The FAA is continuing its education campaign to safeguard operators from the effects of potential 5G interference in the C-Band, this time with a Safety Alert for Operators (SAFO 21007) warning of systems that could have faulty information and advising of forthcoming notams that will identify affected geographic regions.
Released last week, SAFO 21007 stated the notams will specify where radio altimeter operations will be prohibited per airworthiness directives issued this month (AD 2021-23-12 and AD 2021-23-13).
Covering all transport and commuter category airplanes, and all helicopters equipped with a radio altimeter, the ADs “were prompted by a determination that radio altimeters cannot be relied upon to perform their intended function if they experience interference,” the FAA said. It also noted, “The radio altimeter is an important aircraft instrument, and its intended function is to provide direct height-above-terrain/water information to a variety of aircraft systems.”
The FAA explained that because the radio altimeter is more precise than a barometric altimeter, it is used where aircraft height over the ground needs to be precisely measured, such as during autoland or other low-altitude operations. It must detect faint signals reflected off the ground, making it vulnerable to interference with out-of-band signals.
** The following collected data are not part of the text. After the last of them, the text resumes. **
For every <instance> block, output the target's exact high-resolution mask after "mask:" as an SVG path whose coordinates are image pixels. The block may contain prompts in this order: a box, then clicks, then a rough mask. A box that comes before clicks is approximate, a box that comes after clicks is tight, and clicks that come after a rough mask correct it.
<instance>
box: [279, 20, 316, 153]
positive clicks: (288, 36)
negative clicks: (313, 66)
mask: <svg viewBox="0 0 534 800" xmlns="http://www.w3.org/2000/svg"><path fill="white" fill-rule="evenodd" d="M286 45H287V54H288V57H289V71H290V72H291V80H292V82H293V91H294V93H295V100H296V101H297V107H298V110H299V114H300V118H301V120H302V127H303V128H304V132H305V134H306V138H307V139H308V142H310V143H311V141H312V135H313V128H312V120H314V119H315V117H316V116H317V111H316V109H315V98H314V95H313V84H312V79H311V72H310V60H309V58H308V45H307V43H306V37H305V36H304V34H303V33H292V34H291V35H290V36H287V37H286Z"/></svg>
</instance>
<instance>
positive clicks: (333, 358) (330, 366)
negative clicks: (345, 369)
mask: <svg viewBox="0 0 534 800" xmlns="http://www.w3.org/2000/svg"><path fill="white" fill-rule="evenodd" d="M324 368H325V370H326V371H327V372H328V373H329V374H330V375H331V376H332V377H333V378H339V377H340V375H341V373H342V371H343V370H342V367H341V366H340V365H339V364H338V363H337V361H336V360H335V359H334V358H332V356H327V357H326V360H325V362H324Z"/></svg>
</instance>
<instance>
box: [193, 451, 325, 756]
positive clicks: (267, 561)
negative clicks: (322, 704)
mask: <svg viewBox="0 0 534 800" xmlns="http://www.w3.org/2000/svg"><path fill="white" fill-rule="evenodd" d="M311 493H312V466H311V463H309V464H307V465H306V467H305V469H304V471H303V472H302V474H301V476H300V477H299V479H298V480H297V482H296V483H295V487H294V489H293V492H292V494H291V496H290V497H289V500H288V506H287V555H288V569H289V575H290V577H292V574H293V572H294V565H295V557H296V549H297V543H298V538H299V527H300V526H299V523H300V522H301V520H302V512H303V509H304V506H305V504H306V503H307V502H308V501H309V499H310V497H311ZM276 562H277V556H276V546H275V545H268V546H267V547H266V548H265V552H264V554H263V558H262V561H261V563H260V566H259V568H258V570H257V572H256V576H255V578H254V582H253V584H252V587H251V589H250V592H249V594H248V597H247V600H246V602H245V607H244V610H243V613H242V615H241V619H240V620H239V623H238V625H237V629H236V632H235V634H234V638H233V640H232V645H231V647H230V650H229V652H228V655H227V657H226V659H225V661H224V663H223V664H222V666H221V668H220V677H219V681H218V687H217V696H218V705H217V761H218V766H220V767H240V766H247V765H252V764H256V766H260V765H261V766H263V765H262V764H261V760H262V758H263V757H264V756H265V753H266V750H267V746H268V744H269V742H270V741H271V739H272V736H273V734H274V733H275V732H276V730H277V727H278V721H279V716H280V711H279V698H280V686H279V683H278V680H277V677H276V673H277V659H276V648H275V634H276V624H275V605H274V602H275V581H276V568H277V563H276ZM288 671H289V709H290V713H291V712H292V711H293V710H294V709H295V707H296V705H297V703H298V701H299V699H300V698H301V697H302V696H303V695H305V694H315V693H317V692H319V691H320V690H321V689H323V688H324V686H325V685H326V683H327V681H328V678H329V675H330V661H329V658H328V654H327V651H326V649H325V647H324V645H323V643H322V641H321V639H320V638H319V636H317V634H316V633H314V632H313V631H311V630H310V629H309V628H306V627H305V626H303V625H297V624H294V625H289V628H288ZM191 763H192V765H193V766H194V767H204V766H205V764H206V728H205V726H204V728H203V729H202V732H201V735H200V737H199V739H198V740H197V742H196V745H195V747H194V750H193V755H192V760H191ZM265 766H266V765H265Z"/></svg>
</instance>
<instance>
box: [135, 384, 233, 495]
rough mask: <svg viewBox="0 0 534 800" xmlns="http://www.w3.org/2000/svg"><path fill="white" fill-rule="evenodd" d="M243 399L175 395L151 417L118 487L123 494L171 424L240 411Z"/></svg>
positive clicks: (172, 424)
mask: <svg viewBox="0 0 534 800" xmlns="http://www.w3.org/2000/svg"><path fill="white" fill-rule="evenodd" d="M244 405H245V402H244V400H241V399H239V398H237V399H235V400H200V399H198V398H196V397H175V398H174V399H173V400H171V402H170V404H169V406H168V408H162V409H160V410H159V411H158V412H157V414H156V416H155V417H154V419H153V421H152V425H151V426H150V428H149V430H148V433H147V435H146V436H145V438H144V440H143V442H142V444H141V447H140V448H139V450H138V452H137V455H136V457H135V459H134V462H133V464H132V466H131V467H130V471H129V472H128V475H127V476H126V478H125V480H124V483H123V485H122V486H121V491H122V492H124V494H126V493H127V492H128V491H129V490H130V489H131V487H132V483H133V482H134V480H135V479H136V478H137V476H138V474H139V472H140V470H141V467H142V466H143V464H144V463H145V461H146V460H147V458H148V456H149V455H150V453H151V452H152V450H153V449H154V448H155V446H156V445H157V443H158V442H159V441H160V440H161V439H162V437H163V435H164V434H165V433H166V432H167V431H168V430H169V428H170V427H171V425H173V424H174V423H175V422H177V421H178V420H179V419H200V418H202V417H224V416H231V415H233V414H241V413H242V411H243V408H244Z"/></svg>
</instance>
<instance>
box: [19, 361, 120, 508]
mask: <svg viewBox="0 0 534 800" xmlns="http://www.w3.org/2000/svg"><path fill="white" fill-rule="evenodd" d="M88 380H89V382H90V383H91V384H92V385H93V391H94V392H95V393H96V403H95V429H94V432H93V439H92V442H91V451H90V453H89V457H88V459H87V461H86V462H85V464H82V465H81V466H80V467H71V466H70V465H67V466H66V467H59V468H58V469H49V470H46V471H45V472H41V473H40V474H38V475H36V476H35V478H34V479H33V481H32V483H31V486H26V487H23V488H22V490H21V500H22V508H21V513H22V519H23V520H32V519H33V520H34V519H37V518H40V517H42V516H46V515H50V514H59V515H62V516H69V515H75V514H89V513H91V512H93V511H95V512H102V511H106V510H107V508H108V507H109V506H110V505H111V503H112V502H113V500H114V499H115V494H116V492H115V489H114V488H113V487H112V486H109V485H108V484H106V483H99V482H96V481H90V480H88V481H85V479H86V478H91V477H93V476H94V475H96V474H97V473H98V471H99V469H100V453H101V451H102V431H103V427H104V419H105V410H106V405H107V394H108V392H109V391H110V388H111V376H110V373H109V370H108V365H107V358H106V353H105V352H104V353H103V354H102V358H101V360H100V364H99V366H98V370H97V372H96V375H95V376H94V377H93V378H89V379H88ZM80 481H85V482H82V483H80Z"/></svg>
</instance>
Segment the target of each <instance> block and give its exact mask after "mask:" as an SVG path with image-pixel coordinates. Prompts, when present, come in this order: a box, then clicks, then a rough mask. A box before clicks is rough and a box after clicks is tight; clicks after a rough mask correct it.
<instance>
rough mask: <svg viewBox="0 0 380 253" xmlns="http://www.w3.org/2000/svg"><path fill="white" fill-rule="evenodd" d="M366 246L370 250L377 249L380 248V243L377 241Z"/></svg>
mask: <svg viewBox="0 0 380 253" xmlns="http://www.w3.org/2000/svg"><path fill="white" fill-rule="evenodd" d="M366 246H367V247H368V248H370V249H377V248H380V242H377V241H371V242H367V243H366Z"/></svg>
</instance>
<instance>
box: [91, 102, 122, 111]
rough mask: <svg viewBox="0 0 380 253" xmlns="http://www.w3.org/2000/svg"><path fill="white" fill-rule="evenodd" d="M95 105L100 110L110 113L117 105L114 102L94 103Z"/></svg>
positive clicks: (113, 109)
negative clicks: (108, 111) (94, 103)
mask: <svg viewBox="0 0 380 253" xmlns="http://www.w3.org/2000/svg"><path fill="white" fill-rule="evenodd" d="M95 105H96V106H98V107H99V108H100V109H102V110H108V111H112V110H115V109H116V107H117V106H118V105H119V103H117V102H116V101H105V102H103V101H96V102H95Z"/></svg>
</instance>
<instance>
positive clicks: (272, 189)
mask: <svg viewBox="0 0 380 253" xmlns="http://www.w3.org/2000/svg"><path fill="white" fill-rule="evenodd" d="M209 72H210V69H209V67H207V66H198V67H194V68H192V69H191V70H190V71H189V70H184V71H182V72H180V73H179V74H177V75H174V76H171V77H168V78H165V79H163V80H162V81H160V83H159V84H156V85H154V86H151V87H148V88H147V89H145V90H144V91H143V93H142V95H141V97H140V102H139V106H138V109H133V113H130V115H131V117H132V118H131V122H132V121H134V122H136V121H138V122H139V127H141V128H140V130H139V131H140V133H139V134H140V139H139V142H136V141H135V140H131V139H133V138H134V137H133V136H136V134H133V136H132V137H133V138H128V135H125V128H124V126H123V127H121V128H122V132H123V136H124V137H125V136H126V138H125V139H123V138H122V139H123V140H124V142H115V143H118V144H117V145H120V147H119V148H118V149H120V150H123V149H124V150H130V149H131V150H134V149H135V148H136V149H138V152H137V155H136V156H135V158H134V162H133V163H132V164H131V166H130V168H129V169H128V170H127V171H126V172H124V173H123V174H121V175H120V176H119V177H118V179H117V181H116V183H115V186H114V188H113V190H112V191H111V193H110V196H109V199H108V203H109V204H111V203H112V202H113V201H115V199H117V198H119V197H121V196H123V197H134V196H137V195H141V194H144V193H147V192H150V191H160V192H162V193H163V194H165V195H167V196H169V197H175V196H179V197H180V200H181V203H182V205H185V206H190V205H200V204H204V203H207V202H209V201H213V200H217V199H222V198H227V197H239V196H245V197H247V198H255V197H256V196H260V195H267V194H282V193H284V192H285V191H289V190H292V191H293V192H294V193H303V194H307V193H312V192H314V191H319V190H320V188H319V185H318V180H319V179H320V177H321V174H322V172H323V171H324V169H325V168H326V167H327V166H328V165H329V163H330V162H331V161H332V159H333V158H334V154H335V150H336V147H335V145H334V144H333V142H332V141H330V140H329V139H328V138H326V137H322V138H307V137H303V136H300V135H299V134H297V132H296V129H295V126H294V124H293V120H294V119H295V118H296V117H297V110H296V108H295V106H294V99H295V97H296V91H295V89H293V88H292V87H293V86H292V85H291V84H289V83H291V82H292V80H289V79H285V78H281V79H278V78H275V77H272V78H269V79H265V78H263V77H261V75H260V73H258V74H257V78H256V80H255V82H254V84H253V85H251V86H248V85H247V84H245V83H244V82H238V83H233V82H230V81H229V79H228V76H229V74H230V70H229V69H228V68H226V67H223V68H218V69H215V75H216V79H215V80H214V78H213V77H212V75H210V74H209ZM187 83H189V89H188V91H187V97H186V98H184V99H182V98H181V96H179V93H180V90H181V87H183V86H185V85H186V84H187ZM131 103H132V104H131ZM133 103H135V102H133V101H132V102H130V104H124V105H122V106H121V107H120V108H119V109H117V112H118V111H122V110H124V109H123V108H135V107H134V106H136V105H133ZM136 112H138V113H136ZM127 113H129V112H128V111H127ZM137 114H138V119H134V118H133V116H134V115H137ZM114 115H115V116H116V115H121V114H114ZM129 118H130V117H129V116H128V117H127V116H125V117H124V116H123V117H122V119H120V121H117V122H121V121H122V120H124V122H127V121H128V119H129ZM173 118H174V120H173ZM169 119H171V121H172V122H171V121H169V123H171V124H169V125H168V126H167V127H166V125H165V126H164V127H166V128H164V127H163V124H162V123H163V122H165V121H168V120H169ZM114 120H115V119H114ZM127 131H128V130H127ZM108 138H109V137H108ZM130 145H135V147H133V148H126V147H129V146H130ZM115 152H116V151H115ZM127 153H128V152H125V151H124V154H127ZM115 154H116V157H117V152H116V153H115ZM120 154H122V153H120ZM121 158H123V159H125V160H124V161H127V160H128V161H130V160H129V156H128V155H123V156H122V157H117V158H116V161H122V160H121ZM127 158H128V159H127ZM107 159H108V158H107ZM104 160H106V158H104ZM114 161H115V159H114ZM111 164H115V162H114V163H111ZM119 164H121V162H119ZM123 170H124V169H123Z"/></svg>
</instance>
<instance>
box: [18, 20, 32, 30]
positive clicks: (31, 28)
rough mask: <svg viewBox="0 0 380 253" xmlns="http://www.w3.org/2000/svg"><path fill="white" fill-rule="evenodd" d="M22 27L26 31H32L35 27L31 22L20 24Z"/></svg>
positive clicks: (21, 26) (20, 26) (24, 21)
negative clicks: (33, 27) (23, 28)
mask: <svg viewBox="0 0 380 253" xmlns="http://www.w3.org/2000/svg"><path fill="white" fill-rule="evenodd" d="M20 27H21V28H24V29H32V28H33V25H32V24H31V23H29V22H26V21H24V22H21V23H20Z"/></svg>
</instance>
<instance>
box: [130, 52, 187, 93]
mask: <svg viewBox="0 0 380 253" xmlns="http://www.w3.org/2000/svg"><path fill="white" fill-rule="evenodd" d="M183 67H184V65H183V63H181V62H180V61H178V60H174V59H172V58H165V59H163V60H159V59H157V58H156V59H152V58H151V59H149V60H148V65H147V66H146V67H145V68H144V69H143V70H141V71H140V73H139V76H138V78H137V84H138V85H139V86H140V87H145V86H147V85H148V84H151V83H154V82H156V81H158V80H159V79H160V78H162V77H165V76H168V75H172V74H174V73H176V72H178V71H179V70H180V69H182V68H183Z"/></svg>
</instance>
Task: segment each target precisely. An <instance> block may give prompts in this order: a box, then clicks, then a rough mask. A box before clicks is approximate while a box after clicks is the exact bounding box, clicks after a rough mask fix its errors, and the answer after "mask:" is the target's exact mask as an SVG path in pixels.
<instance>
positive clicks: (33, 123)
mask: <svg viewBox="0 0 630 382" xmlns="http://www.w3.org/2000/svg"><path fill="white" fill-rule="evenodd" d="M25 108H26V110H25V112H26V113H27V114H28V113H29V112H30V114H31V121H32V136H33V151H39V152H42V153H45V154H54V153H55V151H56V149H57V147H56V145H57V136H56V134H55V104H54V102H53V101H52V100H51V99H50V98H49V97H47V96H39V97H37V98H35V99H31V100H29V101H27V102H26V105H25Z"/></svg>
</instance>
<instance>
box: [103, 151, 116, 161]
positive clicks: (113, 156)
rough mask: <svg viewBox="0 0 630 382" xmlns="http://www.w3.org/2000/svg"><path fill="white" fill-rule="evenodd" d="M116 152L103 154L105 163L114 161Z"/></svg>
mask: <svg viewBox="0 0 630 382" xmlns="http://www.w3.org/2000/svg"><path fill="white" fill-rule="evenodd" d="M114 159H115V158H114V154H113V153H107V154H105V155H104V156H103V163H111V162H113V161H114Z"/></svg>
“Anomalous (missing or erroneous) radio altimeter inputs could cause...other systems to operate in an unexpected way during any phase of flight—most critically during takeoff, approach, and landing phases,” the agency said and listed a number of such systems that could be affected.
These included: Class A terrain awareness and warning system (TAWS-A), enhanced ground proximity warning systems, traffic alert and collision avoidance systems (TCAS II), takeoff guidance systems, flight control, tail strike prevention systems, windshear detection systems, envelope protection systems, altitude safety call out/alerts, autothrottle, thrust reversers, flight director, primary flight display of height above ground, stick pusher, engine and wing anti-ice systems, and automatic flight guidance and control systems.
Rollout of the 5G C-band wireless broadband is anticipated on January 5 initially in 46 predetermined areas. The notams will identify the areas, airports and heliports, and procedures where the radio altimeter may be unreliable and also specify where certain operations would be prohibited, along with exceptions for operators that have FAA-approved alternative methods of compliance.
An airspace notam will delineate a three-dimensional area where the radio altimeter is unreliable from 5G C-Band wireless broadband interference. An aerodrome notam will outline public airports and heliports where radio altimeters would be unreliable in the presence of the 5G C-band. The FAA further is developing notams identifying the public and special instrument approach procedures affected by 5G C-Band interference.